Phénomène Bizness, déjà monument ?

In Chroniques by Antoine Comments

Découvert sur l’album Feu de Nekfeu il y a 7 mois, le groupe Phénomène Bizness a sorti ce mois-ci sa première mixtape, Pharaon.

Première mixtape, première partie du $-crew, le binôme composé de John Hash et Saïga enchaîne les premières fois avec talent, pourtant leur performance reste encore confidentielle, le groupe dépassant rarement les 100 000 vues sur Youtube. Mais rien n’est trop grand pour le duo qui surprend constamment par la qualité du produit qu’il écoule.

Identité propre ou somme d’influences ?
Pharaon est de cette lignée de projets old-school mais modernes. Certains verraient en leur signature sur le label Seine-Zoo Records une filiation directe avec le groupe dont ils assurent la première partie pour leur tournée des Zéniths. D’autres y voient, comme beaucoup de nouveaux artistes signant sur des labels tenus par des mastodontes, des copies. Tout comme Benash aurait dû être le successeur à l’identique de Booba, le phénomène bizzy apparaît parfois dans l’imaginaire, comme le nouveau $-Crew.
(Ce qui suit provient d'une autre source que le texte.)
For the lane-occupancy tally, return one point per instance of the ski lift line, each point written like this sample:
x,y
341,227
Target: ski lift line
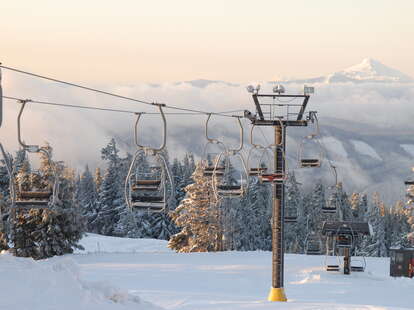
x,y
111,94
101,109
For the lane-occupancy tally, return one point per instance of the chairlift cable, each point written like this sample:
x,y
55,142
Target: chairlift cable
x,y
111,94
99,108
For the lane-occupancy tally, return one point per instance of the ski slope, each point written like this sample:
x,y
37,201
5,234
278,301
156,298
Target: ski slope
x,y
114,273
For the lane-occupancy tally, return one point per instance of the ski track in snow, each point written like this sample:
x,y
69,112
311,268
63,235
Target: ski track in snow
x,y
154,277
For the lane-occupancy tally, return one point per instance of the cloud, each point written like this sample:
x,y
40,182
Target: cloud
x,y
78,135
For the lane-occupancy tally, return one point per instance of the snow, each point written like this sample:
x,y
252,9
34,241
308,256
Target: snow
x,y
94,243
56,284
367,71
409,148
373,70
196,281
365,149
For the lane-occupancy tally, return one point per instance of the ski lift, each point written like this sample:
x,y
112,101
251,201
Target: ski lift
x,y
276,176
256,158
39,198
210,157
358,264
330,206
308,158
223,185
344,237
332,261
410,191
146,187
291,215
313,245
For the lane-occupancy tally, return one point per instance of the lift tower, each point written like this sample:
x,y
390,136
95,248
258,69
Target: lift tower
x,y
281,112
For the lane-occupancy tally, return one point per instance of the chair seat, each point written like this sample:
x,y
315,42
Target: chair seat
x,y
328,210
144,199
152,206
310,162
32,204
291,219
357,268
272,177
332,268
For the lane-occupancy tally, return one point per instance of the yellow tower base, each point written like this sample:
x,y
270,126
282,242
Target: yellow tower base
x,y
277,294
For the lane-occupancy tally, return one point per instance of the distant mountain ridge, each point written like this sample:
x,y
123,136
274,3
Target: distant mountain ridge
x,y
368,71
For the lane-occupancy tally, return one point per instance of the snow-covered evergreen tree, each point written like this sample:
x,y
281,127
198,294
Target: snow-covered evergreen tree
x,y
41,233
294,232
198,217
87,198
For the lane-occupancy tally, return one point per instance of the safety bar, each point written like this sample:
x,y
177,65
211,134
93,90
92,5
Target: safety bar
x,y
27,147
1,101
164,139
240,147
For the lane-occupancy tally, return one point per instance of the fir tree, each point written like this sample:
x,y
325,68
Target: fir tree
x,y
198,217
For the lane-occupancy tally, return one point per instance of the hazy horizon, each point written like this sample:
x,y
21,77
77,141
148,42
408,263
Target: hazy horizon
x,y
161,41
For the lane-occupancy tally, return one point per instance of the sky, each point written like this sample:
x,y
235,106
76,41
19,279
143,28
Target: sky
x,y
130,41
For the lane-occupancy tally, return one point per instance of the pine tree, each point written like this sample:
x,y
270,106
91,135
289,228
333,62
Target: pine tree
x,y
98,179
198,217
111,201
87,198
41,233
294,232
375,244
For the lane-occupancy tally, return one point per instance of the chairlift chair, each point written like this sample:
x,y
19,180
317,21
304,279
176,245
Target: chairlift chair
x,y
358,264
222,186
410,191
331,204
306,159
313,245
332,261
258,159
291,215
146,188
344,241
210,158
38,198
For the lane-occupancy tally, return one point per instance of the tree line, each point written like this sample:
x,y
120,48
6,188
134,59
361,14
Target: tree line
x,y
93,201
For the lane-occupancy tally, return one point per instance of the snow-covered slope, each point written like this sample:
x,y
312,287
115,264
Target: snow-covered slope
x,y
94,243
56,284
196,281
369,70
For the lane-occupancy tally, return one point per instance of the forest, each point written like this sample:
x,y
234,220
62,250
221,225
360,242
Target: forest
x,y
93,201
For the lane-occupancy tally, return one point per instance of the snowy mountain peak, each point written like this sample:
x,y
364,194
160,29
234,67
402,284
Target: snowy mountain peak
x,y
369,70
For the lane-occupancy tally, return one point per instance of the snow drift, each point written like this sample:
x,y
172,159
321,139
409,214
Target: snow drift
x,y
55,284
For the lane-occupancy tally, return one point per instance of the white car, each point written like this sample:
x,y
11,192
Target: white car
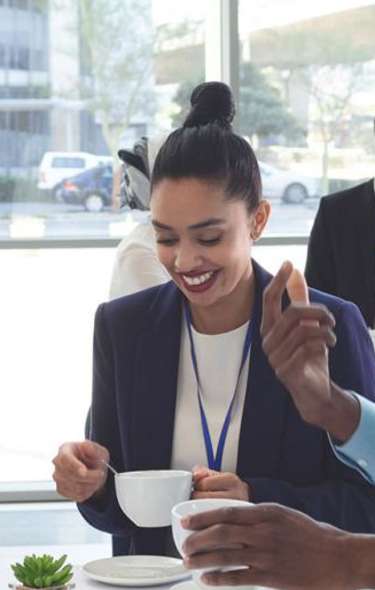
x,y
55,166
286,185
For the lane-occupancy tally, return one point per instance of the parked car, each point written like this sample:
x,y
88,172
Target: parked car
x,y
286,185
92,188
55,166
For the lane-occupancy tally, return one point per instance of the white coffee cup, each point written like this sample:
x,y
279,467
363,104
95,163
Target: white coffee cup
x,y
180,534
147,497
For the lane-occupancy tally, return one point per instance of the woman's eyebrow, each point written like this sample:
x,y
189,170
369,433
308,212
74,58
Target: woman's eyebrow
x,y
201,224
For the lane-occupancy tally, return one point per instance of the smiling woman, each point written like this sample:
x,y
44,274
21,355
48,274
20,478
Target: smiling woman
x,y
204,241
209,368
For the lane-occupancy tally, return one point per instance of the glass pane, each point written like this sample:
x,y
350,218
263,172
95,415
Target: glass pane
x,y
307,76
78,80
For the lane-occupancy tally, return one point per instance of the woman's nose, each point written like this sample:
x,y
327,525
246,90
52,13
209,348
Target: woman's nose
x,y
186,259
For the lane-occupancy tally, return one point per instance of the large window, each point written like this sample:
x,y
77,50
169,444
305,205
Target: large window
x,y
79,80
116,71
307,83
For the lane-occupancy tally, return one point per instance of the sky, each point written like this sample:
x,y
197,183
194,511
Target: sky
x,y
254,14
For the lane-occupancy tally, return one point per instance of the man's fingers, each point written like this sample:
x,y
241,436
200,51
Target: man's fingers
x,y
217,557
272,297
241,515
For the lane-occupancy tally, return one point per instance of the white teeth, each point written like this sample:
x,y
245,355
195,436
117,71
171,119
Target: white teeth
x,y
199,280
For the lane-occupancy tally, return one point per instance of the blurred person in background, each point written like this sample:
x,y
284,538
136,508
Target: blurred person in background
x,y
136,265
341,250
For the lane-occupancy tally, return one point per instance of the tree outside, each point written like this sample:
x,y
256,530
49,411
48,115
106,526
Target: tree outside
x,y
117,44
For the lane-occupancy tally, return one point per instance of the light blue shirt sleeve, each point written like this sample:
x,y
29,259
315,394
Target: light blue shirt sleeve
x,y
359,451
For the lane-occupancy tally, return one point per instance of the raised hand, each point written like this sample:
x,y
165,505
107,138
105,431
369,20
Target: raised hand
x,y
296,343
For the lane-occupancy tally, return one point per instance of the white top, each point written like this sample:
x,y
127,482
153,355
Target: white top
x,y
136,265
219,360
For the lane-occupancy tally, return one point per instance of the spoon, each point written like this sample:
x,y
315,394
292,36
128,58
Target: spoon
x,y
109,467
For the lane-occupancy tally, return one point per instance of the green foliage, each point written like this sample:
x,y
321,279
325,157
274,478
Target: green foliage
x,y
262,111
43,571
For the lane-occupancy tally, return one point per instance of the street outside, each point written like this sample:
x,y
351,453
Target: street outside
x,y
57,220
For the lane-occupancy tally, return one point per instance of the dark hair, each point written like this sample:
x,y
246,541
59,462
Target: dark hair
x,y
206,147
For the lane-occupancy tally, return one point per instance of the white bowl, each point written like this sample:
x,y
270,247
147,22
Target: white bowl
x,y
180,534
194,507
147,497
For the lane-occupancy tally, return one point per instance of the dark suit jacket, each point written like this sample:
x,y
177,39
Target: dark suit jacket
x,y
136,355
341,252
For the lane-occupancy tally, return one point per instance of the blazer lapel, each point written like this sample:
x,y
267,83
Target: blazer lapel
x,y
366,237
266,403
156,370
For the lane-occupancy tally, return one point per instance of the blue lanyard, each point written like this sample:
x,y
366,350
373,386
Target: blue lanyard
x,y
215,461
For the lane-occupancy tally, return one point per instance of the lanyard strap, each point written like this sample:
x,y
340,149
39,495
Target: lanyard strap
x,y
215,461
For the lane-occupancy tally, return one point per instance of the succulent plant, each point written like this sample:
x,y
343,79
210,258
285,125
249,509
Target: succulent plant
x,y
43,571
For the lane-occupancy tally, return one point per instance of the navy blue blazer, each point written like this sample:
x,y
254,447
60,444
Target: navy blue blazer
x,y
284,460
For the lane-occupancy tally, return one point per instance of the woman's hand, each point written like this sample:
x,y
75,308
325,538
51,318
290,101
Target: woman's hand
x,y
276,546
296,343
213,484
79,470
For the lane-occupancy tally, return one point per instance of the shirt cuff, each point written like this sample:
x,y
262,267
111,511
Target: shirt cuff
x,y
358,451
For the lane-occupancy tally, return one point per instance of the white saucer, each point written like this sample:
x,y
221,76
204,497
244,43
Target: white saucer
x,y
191,585
136,570
186,585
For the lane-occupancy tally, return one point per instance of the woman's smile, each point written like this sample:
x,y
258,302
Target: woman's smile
x,y
198,282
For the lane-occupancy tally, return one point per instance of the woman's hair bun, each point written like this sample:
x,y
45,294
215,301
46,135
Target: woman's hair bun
x,y
211,102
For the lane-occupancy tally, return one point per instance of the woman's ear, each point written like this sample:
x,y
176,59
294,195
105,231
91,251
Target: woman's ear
x,y
259,218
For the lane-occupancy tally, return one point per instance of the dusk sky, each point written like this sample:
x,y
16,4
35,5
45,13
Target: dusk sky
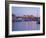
x,y
20,11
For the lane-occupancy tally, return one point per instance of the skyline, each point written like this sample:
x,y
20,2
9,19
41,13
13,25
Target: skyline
x,y
20,11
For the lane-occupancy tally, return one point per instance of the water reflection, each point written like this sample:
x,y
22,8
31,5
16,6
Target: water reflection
x,y
25,25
Saïga, l’un des deux membres du duo, le dit lui-même : « Au contact de mes sons y’a ceux qui écoutent et ceux qui cherchent la ressemblance. » Rassurez-vous, la dose de rap délivrée par Pharaon a un goût singulier.

Un art, deux artistes
36 minutes, c’est le temps qu’il faut pour apprécier entièrement les 10 titres de ce disque. Mais il est hors de question de s’administrer Pharaon en une prise. L’ivresse s’atteint progressivement, et la bouteille prend du caractère à mesure qu’elle vieillit. « Ah ouai ouai ouai », premier titre efficace et rassembleur fait office de piqûre de rappel. On peut sonner classique et faire des hits. On peut faire un album rétro sans tomber dans le boom-bap des plus ringards et simplistes. Les titres défilent et le liquide tend à se bonifier au fil des écoutes.
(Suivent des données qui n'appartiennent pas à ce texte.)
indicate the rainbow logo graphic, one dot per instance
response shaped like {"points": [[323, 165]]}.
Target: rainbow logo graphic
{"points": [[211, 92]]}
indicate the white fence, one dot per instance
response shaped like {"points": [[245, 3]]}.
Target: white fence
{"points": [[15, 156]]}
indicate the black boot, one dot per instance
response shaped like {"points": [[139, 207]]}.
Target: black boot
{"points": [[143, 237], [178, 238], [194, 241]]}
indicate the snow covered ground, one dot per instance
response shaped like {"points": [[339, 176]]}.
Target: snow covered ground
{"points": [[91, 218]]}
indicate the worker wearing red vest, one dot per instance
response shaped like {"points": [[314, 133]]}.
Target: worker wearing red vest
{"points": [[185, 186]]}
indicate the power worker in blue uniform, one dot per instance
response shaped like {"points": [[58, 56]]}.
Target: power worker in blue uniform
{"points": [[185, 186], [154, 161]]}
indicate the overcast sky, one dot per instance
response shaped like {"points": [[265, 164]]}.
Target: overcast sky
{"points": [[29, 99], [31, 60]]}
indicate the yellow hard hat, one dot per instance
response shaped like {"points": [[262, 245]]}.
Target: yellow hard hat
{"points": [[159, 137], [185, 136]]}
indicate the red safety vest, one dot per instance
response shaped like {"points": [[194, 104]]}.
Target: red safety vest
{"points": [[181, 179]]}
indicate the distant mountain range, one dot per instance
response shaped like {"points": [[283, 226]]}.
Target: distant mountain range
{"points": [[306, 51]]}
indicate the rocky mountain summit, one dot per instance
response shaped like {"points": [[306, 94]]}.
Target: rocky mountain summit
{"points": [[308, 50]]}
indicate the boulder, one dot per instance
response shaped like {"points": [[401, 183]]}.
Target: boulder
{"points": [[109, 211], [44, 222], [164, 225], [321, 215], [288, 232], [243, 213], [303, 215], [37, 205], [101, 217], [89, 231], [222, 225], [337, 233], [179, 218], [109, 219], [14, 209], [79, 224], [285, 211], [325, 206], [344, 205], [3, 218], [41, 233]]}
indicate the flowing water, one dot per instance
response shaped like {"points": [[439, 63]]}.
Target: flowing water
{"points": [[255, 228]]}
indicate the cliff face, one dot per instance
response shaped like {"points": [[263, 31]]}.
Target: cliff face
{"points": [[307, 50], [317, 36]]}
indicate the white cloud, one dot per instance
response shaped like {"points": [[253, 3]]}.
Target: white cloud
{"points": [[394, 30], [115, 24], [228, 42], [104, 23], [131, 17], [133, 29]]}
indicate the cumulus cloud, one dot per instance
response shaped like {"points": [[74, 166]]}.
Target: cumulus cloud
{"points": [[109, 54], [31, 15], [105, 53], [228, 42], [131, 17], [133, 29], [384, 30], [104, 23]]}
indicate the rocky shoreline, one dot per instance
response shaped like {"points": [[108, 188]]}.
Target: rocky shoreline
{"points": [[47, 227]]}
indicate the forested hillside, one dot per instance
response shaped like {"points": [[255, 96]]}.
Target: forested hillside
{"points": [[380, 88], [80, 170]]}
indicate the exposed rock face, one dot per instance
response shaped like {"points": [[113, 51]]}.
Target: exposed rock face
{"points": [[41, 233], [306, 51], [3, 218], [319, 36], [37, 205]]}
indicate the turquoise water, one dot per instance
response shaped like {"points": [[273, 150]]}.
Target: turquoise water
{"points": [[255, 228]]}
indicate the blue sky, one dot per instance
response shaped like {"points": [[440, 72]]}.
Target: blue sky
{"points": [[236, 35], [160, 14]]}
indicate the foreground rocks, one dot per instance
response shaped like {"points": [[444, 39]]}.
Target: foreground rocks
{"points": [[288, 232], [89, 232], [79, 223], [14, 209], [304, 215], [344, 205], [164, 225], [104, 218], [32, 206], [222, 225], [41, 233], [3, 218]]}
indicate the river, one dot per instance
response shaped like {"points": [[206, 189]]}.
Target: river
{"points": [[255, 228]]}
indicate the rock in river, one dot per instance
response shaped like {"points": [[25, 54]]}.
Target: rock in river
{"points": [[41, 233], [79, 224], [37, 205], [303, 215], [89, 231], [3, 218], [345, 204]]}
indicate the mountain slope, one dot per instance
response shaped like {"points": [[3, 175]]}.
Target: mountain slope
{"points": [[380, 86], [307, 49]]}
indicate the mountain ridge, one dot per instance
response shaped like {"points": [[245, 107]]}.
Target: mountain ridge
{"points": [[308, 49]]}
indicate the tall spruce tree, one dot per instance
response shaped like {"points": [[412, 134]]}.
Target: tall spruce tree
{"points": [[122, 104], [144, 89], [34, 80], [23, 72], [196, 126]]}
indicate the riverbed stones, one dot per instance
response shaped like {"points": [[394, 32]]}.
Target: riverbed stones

« Sur 10 banlieusards combien d’survivants ? T’en as peut être qu’un / 4 au placard, 3 dans le parloir tout les autres dans le pétrin ». Les deux artistes livrent leur routine au travers d’une prose sincère, parfois engagée, toujours technique. Leurs rêves d’ascension et leur réalité sont mis en musique avec brio. Complémentaires dans la voix et dans le flow, les deux rappeurs prouvent qu’ils savent faire de leur musique un art avec l’excellent titre « Rush » au refrain magique de Tsilla.Le duo hérite de cette ambition technique propre au label Seine Zoo Records mais a su creuser son propre chemin, entre tradition et modernité.